See environment.md § Observability for the full env-var reference.

Platform-side spans

The SDK's OpenTelemetryMiddleware covers the agent boundary — runs, tool calls, model calls. The platform also instruments operations that happen outside the agent's execution:

Span name Where Attributes
kneo.queue.dispatch PlatformManager.dispatch_run — when a run is enqueued for an async worker kneo.run.id
kneo.worker.lease Async worker loop — one span per lease attempt against the queue kneo.worker.id, kneo.worker.lease_seconds, kneo.worker.claimed (bool), kneo.run.id (if claimed)
kneo.continuation.lock PlatformManager.resume_human_task — when the per-continuation lock is acquired before resume kneo.continuation.id, kneo.lock.name, kneo.lock.ttl_seconds, kneo.lock.acquired (bool)

These spans share the same KNEO_SERV_OTEL_ENABLED flag — they're a clean no-op when telemetry is off (no overhead beyond a single env-var check). Span names use the kneo.<area>.<operation> convention so they sort cleanly alongside SDK-owned spans in tracing UIs.

Lease spans with kneo.worker.claimed=false indicate an empty queue — useful for measuring how often workers idle. Continuation lock spans with kneo.lock.acquired=false correlate with the LockAcquisitionError shown in troubleshooting.md § 8.1.

Exporter configuration

The service uses the OpenTelemetry global tracer provider; exporters are configured with standard OTEL_* environment variables that the OTel SDK reads. Example for OTLP/HTTP to any compatible backend (Honeycomb, Grafana Tempo, Tempo Cloud, Datadog, an OTel Collector):

export KNEO_SERV_OTEL_ENABLED=true

export OTEL_EXPORTER_OTLP_PROTOCOL=http/protobuf
export OTEL_EXPORTER_OTLP_ENDPOINT=https://api.honeycomb.io
export OTEL_EXPORTER_OTLP_HEADERS="x-honeycomb-team=$HONEYCOMB_API_KEY"
export OTEL_SERVICE_NAME=kneo-serv
export OTEL_RESOURCE_ATTRIBUTES="deployment.environment=prod"

For a self-hosted OTel Collector running as a sidecar:

export OTEL_EXPORTER_OTLP_ENDPOINT=http://localhost:4317
export OTEL_EXPORTER_OTLP_PROTOCOL=grpc

If OTel does not appear to be exporting, see troubleshooting.md § 7.2.

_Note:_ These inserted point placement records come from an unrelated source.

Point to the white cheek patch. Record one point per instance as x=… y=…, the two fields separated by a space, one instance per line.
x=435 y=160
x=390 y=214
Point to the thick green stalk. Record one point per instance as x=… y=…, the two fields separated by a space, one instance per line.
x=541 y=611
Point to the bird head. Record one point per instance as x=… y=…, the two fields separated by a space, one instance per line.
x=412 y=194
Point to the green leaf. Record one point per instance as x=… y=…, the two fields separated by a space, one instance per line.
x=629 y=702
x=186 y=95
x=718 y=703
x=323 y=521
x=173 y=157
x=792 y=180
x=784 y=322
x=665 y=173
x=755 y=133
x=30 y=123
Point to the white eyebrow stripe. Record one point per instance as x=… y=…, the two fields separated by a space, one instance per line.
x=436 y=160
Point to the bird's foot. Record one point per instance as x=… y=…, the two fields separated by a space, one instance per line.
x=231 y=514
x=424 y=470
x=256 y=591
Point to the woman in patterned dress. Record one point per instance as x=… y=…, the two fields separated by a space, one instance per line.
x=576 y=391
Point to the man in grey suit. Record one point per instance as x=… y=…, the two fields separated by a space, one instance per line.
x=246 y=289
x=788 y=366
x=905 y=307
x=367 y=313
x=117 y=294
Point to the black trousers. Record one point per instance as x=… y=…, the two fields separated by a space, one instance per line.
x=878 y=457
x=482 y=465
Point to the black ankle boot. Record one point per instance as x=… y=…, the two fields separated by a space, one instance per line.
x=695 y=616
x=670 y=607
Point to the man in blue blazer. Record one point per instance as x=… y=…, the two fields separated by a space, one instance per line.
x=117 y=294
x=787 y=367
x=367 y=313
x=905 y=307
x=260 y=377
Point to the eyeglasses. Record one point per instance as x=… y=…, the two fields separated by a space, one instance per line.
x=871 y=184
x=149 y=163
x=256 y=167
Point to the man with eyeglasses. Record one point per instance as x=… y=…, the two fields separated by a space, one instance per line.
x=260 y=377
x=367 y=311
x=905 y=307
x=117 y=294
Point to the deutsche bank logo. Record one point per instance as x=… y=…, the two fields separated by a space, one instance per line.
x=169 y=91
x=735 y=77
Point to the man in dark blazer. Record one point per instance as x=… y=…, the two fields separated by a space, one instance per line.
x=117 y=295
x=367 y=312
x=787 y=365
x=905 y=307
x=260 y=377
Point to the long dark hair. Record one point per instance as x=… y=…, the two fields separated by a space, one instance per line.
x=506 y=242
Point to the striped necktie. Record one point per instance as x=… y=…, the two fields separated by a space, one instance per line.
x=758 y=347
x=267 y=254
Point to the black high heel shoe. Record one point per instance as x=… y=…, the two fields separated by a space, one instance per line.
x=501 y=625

What to watch in production

A minimal alerting baseline covers the failure modes that page on-call:

Signal What it means Where to read it
/readyz returns 503 for more than 1 probe interval A dependency check is failing Reverse proxy / load balancer health checks
Sustained 5xx rate above baseline Service-side errors Proxy access logs; status_code from JSON logs
duration_ms p95 climbing over baseline Latency regression — provider, queue, or DB pressure JSON log records
Queue depth (status=queued) growing unbounded Workers stuck or backpressured /readyz queue check; curl "$BASE/v1/runs?status=queued&limit=20"
Spike in event=http_request records with error Application-level exceptions JSON log records

Wire your alerting against these signals from the proxy and the aggregated logs; the service does not push its own alerts.

What this page does not cover

  • Per-IP rate limiting and traffic shaping. The reverse proxy's job (tls_and_proxy.md).
  • A Prometheus /metrics endpoint. Not provided in the 0.4.x line. Use OTel spans to derive request rate, error rate, and latency, or scrape the reverse proxy.
  • Tracing internals. For the design of the in-process tracer and checkpoint events, see docs/dev/design.md and docs/dev/implementation_map.md.